As a first semester college student, however, I’ve found that this perception of independence does not actually represent the school experience. College, under most conditions, is not a state of total independence, and for most young adults, this is not a bad thing.
Independence means that you do not rely on anyone else in order to function. By this definition, most college students are not as independent as they may say they are. College is expensive, and the majority of college students rely on their parents for financial support. This is not their fault- a diploma costs a king’s ransom. However, it is ignorant to think that without paying for your own tuition, housing, meal plan, health insurance, phone bill, car and more, you can be truly independent.
College, still, is not devoid of freedom. It provides many steps towards independence in other aspects of life, especially time management. This is both a blessing and a curse, as many young adults find that the complete lack of structure leaves them easily distracted until they can figure out how best to spend their newfound surplus of free time. Another aspect of independence in college is the freedom of thought. In higher education, many students encounter new ideologies and backgrounds, which broadens their mental and intellectual horizons.

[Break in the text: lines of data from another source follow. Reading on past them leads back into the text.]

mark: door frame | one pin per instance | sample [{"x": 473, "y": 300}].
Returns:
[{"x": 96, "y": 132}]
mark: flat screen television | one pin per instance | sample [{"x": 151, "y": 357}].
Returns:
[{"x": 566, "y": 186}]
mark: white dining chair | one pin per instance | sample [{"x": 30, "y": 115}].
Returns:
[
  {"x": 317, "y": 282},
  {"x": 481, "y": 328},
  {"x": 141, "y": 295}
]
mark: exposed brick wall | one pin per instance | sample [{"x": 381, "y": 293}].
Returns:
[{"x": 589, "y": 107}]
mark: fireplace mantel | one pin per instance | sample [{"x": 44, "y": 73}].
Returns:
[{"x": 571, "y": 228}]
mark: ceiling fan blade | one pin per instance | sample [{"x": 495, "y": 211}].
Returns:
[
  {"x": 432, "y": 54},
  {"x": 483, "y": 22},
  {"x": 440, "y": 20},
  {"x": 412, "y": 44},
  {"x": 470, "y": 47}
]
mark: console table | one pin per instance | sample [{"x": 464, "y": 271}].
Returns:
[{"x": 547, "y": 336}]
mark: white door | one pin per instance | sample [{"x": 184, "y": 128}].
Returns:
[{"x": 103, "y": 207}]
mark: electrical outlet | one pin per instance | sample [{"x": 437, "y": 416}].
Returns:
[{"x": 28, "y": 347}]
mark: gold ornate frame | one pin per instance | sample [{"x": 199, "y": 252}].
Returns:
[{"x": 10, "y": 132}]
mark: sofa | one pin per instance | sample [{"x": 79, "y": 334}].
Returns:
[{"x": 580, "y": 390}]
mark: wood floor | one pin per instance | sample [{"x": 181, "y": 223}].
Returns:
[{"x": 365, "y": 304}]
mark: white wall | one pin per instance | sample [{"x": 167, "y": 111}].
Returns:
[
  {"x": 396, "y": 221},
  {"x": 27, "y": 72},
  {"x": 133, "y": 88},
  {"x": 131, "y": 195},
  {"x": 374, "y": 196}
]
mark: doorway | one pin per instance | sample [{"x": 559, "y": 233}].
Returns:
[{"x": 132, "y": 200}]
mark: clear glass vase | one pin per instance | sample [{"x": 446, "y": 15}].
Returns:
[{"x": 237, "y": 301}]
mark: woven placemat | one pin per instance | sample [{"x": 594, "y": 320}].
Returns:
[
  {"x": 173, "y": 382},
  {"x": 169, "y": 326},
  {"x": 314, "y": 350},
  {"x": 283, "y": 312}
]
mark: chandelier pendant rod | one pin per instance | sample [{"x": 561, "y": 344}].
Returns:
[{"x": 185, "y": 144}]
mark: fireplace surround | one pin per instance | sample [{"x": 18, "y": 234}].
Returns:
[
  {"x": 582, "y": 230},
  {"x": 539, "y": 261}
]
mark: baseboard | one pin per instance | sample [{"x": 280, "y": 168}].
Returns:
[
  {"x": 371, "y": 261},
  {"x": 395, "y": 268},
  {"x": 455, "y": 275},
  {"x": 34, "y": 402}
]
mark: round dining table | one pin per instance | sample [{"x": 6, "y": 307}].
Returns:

Time management and conscientiousness are valuable traits of a well-rounded adult, but we must remember that moving away from home does not represent unequivocal independence. True independence requires financial stability that we will not have until our work in college is done, and we have used our experiences to secure jobs allowing us to live how we please.
This misunderstanding of independence is important to recognize because needing other people is okay. The pretense that the independence granted by college translates to a need to live life completely on your own is unhealthy. College is meant to prepare us for working life, but it is not meant to accelerate us into adulthood. American culture values individuality and the ability to survive on one’s own, and parts of college life embody this expectation that we can thrive independently. Despite this, I feel that growing towards independence should be a gradual change, and leaning on others throughout this process for advice and support should be encouraged, not seen as abnormal.
This commentary is not meant to demean college students; I am among those seeking personal growth during this unique experience. The point is to present another perspective on this process of education. I believe that some degree of dependence on others is not a sign of weakness, but of strength and maturity: we still, and possibly always will, need the support of loved ones in our lives.
I was inspired to write this after coming to college and interacting with many of my peers. My image of what college would look like was very different from what I encountered, and this opinion article is a product of my thoughts on those differences.